Les mutuelles sociales rempart aux risques sociaux : professionnalisme et innovation exigent.

Les organisations mutualistes, fondées sur les principes de solidarité, de démocratie et de non-lucrativité, occupent une place essentielle dans les systèmes de protection sociale. Leur mission première est de faciliter l’accès aux soins pour tous, notamment pour les populations les plus fragiles. Des décennies après la création des mutuelles sociales ,le professionalisme et l’innovation restent à l’agenda. C’est le décryptage de KONOFINO NEMALA Aristide, Directeur de l’Institut de Formation en Mutualité et Assurance Santé IFOMAS basé à Douala au Cameroun.

Le risque social est souvent utilisé dans le domaine de la protection sociale, mais il mérite d’être clarifié pour mieux saisir le rôle stratégique que les mutuelles de sécurité sociale peuvent jouer dans son atténuation

Qu’est-ce qu’un risque social ?

Un risque social désigne tout événement susceptible de porter atteinte au bien-être d’un individu ou d’un ménage, et qui nécessite une solidarité collective pour en amortir les effets. Ces événements peuvent entraîner :
– Une perte de revenus (ex. : maladie, vieillesse, chômage, invalidité, maternité)
– Une augmentation des dépenses (ex. : soins de santé, charges familiales)
– Une exclusion sociale (ex. : handicap, vieillissement, pauvreté extrême)
Ces risques, parce qu’ils affectent des masses importantes de la population, nécessitent des réponses solidaires, organisées et durables.

Le rôle des mutuelles sociales face aux risques sociaux

Les mutuelles de sécurité sociale, de par leur nature non lucrative, solidaire et démocratique, sont des acteurs complémentaires aux dispositifs publics. Elles interviennent de manière :

– Préventive : en éduquant leurs membres à la santé, à la prévention des maladies ou à la gestion de l’épargne.
– Curative et protectrice : par la prise en charge partielle ou complète de dépenses médicales, maternité, funérailles, etc.
– Complémentaire : en couvrant des besoins que la sécurité sociale publique ne prend pas en charge ou couvre partiellement (soins spécialisés, lunettes, prothèses, etc.)
une perte de revenus,
une augmentation des dépenses et
une exclusion sociale.
Ces risques, parce qu’ils affectent des masses importantes de la population, nécessitent des réponses solidaires, organisées et durables.

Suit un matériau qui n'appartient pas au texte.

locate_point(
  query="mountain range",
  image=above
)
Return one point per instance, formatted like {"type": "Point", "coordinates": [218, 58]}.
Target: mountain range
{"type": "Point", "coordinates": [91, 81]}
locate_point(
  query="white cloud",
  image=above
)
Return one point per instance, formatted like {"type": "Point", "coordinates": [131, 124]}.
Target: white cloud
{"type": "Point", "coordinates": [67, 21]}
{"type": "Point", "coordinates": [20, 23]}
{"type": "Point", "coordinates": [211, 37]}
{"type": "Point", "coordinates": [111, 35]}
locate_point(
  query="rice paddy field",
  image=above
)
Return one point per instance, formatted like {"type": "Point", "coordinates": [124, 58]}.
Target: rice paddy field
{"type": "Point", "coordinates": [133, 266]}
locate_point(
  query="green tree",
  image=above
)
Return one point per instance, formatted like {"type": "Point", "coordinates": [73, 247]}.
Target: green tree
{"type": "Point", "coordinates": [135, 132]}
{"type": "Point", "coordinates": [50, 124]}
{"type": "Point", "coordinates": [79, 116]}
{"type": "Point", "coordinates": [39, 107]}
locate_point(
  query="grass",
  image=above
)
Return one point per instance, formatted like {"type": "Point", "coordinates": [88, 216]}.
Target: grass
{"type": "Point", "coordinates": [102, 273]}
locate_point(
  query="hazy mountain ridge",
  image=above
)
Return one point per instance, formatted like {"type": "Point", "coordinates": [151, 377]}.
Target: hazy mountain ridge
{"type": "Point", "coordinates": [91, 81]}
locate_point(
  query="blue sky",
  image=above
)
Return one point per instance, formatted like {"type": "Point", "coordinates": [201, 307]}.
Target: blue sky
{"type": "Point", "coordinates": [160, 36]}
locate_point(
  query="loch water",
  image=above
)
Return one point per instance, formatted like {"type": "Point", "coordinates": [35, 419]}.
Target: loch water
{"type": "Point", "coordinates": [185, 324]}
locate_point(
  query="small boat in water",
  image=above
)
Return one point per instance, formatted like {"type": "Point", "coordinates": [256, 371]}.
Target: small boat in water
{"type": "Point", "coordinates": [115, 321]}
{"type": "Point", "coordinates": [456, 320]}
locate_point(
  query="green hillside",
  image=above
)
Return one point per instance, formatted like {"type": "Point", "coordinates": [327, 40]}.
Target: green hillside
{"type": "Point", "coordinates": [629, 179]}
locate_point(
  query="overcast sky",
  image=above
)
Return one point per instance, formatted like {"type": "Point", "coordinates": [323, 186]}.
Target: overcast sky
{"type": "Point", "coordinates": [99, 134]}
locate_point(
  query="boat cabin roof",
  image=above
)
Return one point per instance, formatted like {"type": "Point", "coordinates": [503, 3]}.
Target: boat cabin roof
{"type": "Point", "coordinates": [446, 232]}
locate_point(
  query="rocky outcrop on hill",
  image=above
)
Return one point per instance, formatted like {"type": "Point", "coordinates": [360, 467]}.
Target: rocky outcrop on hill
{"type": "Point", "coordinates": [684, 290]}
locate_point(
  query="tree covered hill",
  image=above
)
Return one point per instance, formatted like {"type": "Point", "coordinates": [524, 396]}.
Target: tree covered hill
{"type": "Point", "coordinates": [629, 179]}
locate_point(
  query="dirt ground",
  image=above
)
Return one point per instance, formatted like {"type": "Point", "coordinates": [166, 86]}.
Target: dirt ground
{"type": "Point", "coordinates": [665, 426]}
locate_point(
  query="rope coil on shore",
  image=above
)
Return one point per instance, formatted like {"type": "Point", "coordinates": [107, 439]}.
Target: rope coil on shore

De par leur proximité communautaire, leur modèle organisationnelle et leur expérience, les mutuelles peuvent obtenir une délégation de gestion de l’Assurance maladie de base dans la mise en œuvre des systèmes de CSU.

Des solutions extensibles et innovantes

Les mutuelles sociales ne doivent pas se limiter aux modèles classiques. Elles peuvent :
– Innover avec des produits adaptés : micro-assurance, couverture pour travailleurs informels, appuis en cas de catastrophes naturelles ou pandémies.
– Utiliser les technologies : digitalisation de l’adhésion, du paiement des cotisations,

téléconsultation, cartes électroniques de mutualiste.
– Créer des ponts avec d’autres structures : coopératives, institutions de microfinance, ONG pour renforcer l’impact communautaire.
– Étendre leur action vers la mutualisation des risques agricoles, scolaires ou professionnels.   Le risque social est un défi collectif. Les mutuelles sociales, parce qu’elles incarnent la solidarité active, sont des piliers pour bâtir des sociétés résilientes. Leur capacité d’adaptation, d’innovation et de proximité en fait des instruments puissants pour une couverture sociale plus inclusive.
Investir dans la mutualité, c’est bâtir un rempart humain et solidaire contre les incertitudes de la vie.

Pour une mutualité éclairée, agile et au service des plus vulnérables.